Visiting a part of the world such as Iceland, you often stumble across something quite unique and inspiring. Reykjavik Iceland Dieter Roth
The National Museum of Iceland has always lived up to expectations and our recent visit did not disappoint.
Working through the traditional and conceptual, almost as an after-thought, we stumbled across an exhibition of the little known artist and jeweller Dieter Roth.
Roth became a world-renowned jeweller following an early career as a commercial artist.



He was born in Hannover Germany to German and Swiss parents and spent his early years as a Swiss-German, in Zurich Switzerland to avoid the ravages of WWII. He re-joined his by then, destitute family in Bern in 1947 after his training as an artist and poet.
It was his discovery of the artist Paul Klee that inspired him to move away from traditional art and embrace international modernism.
In 1957 Roth married the Icelander Sigríður Björnsdóttir and moved to Reykjavik.
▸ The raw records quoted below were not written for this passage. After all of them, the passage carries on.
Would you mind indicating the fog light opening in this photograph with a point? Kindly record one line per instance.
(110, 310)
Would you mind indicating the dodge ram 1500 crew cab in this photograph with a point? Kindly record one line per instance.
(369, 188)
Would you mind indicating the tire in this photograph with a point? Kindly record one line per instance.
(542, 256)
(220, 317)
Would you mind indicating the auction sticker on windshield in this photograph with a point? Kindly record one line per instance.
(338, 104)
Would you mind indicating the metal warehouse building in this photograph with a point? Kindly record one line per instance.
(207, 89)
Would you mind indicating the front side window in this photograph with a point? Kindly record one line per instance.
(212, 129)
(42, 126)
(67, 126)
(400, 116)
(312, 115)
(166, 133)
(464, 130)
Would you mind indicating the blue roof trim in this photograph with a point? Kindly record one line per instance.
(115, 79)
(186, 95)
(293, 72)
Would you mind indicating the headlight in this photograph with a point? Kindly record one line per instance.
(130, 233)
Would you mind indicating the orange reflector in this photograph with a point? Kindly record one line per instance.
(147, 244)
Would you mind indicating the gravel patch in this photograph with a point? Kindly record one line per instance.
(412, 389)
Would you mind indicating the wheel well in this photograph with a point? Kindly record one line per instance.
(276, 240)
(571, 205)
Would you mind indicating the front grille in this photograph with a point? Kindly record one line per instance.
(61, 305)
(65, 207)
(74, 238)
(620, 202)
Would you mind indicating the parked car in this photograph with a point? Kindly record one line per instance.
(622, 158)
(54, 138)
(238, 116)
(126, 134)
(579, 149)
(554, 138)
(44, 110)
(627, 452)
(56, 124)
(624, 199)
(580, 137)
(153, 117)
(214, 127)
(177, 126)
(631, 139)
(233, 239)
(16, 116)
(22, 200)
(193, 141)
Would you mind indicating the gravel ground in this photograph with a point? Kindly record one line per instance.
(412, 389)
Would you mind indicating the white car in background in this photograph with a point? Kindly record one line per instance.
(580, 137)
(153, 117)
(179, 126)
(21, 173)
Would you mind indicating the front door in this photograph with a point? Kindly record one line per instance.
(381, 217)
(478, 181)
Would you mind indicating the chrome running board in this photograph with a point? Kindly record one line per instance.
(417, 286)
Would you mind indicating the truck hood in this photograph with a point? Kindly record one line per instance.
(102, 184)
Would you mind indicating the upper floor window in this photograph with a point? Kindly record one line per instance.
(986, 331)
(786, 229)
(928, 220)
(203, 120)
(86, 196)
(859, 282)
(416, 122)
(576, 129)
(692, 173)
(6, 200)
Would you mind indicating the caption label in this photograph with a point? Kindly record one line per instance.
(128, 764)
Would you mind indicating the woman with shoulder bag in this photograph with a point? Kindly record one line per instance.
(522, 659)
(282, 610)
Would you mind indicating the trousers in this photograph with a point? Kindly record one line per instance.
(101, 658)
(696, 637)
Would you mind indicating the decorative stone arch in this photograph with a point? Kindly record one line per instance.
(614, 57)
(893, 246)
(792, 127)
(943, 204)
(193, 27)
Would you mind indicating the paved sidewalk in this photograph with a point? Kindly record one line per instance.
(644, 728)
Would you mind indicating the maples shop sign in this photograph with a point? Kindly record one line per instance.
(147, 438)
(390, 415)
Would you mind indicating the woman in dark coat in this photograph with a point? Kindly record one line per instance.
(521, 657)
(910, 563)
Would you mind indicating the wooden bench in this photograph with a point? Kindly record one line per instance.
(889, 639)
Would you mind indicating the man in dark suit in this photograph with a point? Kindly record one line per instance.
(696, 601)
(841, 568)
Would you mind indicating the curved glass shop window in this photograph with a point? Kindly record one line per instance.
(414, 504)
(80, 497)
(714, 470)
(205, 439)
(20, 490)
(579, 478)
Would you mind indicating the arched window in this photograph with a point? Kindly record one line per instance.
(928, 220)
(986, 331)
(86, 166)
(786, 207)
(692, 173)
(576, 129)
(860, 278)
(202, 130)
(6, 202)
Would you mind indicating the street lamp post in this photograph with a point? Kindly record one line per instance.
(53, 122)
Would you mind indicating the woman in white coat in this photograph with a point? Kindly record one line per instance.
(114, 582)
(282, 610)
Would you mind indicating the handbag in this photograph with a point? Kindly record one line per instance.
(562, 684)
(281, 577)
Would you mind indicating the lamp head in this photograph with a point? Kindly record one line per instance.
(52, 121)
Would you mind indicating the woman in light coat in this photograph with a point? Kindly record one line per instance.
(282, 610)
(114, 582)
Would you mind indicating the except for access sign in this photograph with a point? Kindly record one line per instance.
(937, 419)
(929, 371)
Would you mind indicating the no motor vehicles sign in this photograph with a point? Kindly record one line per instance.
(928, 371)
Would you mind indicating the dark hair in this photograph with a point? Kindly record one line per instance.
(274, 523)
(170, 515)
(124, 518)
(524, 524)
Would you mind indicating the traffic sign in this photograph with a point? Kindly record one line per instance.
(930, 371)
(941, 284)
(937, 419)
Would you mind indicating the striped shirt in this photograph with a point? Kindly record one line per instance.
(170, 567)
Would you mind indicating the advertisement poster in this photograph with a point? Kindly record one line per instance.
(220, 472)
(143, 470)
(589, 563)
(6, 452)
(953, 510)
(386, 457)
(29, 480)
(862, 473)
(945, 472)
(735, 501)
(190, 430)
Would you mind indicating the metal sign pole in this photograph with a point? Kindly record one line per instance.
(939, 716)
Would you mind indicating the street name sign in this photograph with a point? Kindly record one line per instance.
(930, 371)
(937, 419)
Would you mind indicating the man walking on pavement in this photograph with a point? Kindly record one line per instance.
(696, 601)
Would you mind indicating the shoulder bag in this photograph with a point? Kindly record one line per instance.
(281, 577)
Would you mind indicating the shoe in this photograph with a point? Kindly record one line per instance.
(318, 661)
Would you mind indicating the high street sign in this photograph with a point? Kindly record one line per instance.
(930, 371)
It was then that he moved into what became influential art book publishing, far away from the European and USA mainstream of art.
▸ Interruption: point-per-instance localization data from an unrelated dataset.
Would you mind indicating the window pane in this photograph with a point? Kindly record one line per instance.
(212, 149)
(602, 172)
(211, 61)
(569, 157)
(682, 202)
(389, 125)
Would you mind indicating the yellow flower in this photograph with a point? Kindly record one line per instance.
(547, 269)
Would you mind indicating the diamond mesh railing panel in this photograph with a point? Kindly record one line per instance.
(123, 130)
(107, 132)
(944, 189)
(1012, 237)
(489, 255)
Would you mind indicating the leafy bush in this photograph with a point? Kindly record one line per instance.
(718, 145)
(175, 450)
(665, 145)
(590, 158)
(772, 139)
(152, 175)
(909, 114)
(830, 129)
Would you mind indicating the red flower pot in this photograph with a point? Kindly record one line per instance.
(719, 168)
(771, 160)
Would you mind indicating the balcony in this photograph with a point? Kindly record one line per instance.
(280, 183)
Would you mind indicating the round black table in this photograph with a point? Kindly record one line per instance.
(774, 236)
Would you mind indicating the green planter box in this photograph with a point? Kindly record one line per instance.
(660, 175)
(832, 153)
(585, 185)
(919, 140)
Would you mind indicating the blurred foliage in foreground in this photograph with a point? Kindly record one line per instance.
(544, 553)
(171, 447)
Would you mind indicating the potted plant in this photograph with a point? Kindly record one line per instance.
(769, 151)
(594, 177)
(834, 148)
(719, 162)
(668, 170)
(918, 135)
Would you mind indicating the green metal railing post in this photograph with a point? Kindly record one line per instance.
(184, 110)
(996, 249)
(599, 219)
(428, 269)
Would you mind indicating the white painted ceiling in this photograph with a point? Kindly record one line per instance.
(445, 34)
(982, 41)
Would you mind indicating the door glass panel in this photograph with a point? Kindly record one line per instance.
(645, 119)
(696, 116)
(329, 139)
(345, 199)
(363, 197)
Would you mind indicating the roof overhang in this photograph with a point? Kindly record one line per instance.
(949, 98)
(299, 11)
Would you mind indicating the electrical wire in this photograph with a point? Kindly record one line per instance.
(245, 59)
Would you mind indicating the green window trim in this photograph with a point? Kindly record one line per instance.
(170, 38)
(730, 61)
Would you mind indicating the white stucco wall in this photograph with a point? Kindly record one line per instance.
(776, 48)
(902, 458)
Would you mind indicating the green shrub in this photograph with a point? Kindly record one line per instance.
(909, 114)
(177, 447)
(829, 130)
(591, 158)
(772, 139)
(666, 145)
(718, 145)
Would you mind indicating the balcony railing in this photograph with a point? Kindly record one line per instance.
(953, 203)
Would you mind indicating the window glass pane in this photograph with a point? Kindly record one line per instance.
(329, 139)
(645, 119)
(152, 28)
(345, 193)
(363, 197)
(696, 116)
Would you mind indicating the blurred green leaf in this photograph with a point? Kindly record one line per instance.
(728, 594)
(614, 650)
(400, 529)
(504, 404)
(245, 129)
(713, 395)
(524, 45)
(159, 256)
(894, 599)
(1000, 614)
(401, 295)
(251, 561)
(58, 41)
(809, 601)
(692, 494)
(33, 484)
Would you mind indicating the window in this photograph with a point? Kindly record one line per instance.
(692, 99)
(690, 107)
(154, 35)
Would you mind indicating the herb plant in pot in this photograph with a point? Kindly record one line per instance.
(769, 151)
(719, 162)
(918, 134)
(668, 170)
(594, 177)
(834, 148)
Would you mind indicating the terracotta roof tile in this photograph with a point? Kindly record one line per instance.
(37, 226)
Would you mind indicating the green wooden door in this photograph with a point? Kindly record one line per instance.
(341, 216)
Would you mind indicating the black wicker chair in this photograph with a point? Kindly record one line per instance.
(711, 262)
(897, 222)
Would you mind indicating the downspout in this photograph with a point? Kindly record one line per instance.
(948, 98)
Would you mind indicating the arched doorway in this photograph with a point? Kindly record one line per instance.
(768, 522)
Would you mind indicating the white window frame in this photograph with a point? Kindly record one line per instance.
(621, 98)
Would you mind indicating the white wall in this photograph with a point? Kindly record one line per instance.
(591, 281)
In the 1960s Roth made a key breakthrough in his attitude to art whilst witnessing the performance of the Swiss artist Jean Tinguely’s Homage to Modern Art in Basel, 1961. The work profoundly impressed Roth, leading to a decisive break with constructivism into post-modern avant-garde practices associated with the Nouveaux Réalistes such as Tinguely and Arman, and the group of artists that were about to become known as Fluxus, including Joseph Beuys. Source – Wikipedia.

However, his work with jewellery is much less known and appreciated and it was a privilege to visit the Reykjavik National Gallery of Iceland to enjoy their exhibition of Roth’s unique and fascinating jewellery.
It is not often that a visit to a gallery remains in one’s mind sometime after the event. This one certainly has.